Margetuximab is a monoclonal antibody derived from the parent compound of trastuzumab. Though both margetuximab and trastuzumab bind to the same epitope of HER2 and demonstrate similar affinity and antiproliferative activity, margetuximab’s Fc region is engineered to increase affinity for the activating Fc receptor (FcR) CD16A while decreasing affinity for the inhibitory FcR CD32B. 21-23 The randomized phase 3 open-label SOPHIA trial evaluated margetuximab in patients with metastatic HER2BC who had received one to three prior lines of therapy, including pertuzumab, in the metastatic setting. Patients were randomized 1:1 to margetuximab 15 mg/kg or trastuzumab intravenously every 3 weeks, in addition to capecitabine, eribulin, gemcitabine, or vinorelbine. Initial results were presented at the 2019 American Society of Clinical Oncology annual meeting. 22 In the intention-to-treat (ITT) analysis of 536 patients, margetuximab showed an improved PFS versus trastuzumab, with a median of 5.8 months versus 4.9 months (HR, 0.76; 95% CI, 0.59–0.98; p = .033). The subset of patients with CD16A genotypes containing a 158F allele (a population that has been found to be less responsive to trastuzumab) saw an even greater PFS benefit with margetuximab, with a median of 6.9 months versus 5.1 months (HR, 0.68; 95% CI, 0.52–0.90; p = .005). Data from the second interim OS analysis were presented at the 2019 San Antonio Breast Cancer Symposium. After a median follow-up of 15.6 months, the median OS in the ITT population was 21.6 months with margetuximab versus 19.8 months with trastuzumab plus chemotherapy (HR, 0.89; 95% CI, 0.69–1.13; p = .326). 23 Again, the outcomes were more pronounced in the patients with CD16A 158F allele, with a median OS of 23.7 months with margetuximab versus 19.4 months with trastuzumab (HR, 0.79; 95% CI, 0.61–1.04; p = .087). Though the OS data on margetuximab are not yet mature, preliminary outcomes are promising, and it is hoped that they will lead to another option for HER2-directed therapy.

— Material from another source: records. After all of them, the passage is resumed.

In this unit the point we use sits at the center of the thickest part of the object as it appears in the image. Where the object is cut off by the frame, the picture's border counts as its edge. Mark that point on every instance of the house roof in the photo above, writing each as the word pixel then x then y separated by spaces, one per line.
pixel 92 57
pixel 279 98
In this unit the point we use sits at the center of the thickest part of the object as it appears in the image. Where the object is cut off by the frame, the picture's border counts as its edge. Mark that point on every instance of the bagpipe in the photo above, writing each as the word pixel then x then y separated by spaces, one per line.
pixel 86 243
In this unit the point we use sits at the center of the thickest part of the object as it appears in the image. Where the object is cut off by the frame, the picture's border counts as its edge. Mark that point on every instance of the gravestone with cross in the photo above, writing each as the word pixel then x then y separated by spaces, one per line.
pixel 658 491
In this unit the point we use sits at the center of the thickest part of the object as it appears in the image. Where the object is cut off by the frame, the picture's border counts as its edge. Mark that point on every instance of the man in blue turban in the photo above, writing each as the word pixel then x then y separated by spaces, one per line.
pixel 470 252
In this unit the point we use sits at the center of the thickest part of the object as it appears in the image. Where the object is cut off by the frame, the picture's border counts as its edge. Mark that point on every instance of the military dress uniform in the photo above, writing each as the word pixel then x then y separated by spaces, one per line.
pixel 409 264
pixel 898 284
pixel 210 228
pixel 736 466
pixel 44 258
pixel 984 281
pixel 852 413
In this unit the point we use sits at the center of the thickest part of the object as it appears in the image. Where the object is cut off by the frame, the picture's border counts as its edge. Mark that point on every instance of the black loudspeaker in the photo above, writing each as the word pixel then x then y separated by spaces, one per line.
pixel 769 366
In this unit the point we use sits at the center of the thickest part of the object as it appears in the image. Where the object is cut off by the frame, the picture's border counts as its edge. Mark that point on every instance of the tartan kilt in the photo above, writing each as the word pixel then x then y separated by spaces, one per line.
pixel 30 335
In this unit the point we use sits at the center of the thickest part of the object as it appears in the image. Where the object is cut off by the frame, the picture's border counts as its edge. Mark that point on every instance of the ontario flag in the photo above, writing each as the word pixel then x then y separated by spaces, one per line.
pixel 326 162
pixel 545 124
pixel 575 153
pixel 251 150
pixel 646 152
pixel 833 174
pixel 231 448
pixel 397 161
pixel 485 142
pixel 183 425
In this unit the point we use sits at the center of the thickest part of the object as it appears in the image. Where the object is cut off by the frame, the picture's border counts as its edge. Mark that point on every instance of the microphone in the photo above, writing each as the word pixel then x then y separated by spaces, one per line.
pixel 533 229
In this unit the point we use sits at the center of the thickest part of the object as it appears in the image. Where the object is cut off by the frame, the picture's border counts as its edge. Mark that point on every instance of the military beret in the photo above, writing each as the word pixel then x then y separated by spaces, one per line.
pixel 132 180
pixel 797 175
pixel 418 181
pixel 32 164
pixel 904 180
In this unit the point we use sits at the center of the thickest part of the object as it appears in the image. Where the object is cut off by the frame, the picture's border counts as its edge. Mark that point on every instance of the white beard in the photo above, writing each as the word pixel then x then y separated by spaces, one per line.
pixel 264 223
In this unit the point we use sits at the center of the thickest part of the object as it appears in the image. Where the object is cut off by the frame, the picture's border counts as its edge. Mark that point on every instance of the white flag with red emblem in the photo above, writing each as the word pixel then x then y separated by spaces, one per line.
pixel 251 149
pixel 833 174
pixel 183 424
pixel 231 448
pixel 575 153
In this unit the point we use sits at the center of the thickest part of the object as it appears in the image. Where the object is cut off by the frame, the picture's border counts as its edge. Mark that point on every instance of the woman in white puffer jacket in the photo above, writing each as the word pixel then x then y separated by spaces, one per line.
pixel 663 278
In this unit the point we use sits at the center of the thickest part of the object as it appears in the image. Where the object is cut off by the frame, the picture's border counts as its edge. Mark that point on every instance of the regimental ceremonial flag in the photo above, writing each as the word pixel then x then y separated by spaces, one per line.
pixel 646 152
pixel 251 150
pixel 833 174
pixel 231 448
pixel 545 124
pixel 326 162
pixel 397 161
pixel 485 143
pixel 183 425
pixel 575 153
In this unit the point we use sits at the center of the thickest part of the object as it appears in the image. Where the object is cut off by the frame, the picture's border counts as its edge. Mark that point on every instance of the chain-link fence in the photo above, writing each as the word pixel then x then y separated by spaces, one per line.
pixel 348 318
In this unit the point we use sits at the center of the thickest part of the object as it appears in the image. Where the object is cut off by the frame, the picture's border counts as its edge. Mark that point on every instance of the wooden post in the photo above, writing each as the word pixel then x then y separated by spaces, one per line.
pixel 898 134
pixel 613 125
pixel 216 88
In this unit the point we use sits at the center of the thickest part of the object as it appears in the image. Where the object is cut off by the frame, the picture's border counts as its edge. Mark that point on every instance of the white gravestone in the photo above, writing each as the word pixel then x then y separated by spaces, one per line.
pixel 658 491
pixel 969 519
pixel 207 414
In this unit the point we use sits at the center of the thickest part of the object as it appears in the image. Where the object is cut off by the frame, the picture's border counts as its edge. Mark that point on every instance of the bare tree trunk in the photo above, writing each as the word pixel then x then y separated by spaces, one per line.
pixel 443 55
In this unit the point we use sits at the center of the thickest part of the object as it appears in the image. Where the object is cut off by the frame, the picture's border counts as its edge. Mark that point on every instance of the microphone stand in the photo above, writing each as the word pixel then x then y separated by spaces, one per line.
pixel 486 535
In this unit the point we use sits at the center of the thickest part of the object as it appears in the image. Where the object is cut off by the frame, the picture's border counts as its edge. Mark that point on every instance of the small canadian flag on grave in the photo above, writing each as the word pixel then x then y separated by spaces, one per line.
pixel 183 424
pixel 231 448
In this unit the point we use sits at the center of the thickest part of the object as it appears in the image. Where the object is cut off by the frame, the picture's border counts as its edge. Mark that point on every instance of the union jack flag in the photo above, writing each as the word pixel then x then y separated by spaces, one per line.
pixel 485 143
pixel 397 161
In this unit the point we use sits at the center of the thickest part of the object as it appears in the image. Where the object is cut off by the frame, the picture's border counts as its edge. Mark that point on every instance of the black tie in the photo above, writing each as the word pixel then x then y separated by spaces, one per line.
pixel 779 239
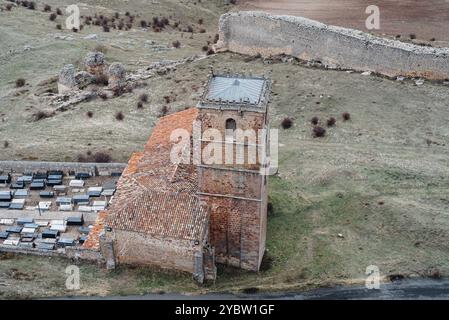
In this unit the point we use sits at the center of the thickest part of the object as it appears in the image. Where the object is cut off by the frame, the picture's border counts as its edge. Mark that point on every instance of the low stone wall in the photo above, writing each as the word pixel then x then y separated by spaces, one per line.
pixel 261 33
pixel 77 253
pixel 34 166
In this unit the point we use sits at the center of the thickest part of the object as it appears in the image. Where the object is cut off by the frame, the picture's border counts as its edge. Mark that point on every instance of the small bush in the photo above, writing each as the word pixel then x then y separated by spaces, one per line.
pixel 41 115
pixel 20 82
pixel 102 157
pixel 164 110
pixel 346 116
pixel 331 122
pixel 101 80
pixel 119 116
pixel 81 158
pixel 143 97
pixel 101 48
pixel 319 132
pixel 287 123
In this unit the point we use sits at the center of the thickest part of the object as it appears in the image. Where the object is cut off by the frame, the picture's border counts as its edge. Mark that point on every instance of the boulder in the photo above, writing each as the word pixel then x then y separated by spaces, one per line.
pixel 95 63
pixel 83 79
pixel 67 80
pixel 117 75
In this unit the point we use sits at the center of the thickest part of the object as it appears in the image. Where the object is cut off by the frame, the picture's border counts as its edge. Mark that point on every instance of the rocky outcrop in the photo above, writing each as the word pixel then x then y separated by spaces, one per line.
pixel 255 33
pixel 117 75
pixel 67 82
pixel 95 63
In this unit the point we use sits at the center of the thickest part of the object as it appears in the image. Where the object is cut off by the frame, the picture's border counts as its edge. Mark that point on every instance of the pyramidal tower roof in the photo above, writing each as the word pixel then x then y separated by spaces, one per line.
pixel 236 92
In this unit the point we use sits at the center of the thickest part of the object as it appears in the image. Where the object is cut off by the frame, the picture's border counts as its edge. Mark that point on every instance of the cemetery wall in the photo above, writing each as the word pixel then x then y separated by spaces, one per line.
pixel 255 33
pixel 33 166
pixel 69 252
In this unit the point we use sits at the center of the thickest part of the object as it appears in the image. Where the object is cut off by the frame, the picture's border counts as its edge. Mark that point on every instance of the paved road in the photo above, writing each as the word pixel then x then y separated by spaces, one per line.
pixel 423 289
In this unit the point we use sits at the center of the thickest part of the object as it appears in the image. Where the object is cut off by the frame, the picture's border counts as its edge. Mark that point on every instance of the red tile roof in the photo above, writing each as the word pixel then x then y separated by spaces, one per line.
pixel 93 239
pixel 156 196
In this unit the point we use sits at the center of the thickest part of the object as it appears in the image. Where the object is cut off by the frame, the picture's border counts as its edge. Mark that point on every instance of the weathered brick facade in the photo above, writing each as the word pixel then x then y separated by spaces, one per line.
pixel 236 193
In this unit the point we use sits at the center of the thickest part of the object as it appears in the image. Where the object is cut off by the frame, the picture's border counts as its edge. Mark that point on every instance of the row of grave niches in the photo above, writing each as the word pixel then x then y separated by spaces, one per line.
pixel 69 197
pixel 39 180
pixel 43 234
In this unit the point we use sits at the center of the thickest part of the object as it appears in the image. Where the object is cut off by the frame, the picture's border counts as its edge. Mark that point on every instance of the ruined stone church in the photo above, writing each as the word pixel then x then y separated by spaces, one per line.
pixel 189 216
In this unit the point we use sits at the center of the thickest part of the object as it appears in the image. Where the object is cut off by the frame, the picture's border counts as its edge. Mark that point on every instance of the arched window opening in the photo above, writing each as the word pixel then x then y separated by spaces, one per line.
pixel 231 125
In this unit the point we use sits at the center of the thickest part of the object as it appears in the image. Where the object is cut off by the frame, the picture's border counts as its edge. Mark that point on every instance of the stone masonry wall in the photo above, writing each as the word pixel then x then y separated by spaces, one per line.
pixel 261 33
pixel 138 248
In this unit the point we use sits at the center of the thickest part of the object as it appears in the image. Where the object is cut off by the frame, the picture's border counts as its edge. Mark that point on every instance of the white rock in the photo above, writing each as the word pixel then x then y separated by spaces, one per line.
pixel 419 82
pixel 92 36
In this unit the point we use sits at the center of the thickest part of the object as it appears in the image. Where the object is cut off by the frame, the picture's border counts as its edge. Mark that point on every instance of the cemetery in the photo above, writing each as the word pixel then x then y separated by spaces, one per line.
pixel 52 211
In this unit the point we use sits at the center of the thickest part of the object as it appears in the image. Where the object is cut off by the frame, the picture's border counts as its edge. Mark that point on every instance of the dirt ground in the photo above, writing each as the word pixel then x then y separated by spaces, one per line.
pixel 425 19
pixel 373 191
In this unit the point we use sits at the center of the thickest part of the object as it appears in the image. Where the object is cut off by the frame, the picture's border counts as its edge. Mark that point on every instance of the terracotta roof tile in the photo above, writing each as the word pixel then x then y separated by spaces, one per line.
pixel 157 196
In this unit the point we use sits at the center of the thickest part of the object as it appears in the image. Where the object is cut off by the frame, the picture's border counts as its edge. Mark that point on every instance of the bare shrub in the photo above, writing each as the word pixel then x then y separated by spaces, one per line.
pixel 164 110
pixel 119 116
pixel 287 123
pixel 40 115
pixel 331 122
pixel 143 97
pixel 103 95
pixel 20 82
pixel 102 157
pixel 101 80
pixel 319 132
pixel 346 116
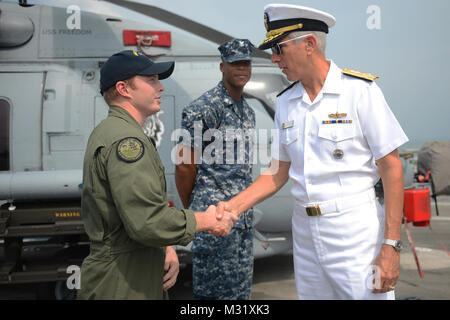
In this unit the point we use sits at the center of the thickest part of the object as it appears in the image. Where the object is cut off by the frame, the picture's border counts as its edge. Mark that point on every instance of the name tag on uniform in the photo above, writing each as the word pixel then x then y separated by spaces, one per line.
pixel 288 124
pixel 336 121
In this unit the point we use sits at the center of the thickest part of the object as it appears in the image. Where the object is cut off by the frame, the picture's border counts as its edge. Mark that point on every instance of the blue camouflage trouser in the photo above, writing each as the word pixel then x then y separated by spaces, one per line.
pixel 223 270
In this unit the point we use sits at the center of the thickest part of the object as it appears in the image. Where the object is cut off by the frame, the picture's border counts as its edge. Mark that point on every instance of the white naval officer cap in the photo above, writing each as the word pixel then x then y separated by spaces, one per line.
pixel 281 19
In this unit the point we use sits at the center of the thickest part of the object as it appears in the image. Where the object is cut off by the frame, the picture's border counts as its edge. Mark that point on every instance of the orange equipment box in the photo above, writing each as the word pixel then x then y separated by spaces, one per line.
pixel 417 207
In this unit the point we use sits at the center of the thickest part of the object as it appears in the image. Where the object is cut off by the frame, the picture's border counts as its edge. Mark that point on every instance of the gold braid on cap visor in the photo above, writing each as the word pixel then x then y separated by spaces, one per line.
pixel 272 34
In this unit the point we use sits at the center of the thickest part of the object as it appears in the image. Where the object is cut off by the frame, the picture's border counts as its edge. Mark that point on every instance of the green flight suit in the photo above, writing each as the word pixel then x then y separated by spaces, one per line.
pixel 126 215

The recent advances in the treatment of HER2-positive metastatic breast cancer provide promising options for many patients who have exhausted first- and second-line therapies for this breast cancer subtype. Fam-trastuzumab deruxtecan, as well as the combinations of neratinib and capecitabine and of tucatinib, capecitabine, and trastuzumab, have gained recent FDA approvals for treating metastatic HER2BC. Margetuximab may add to future treatment paradigms. Further discussions and ongoing studies will seek to define the optimal sequencing of these recent approvals, as well as the use of fam-trastuzumab deruxtecan for patients with HER2-low- expressing breast cancer.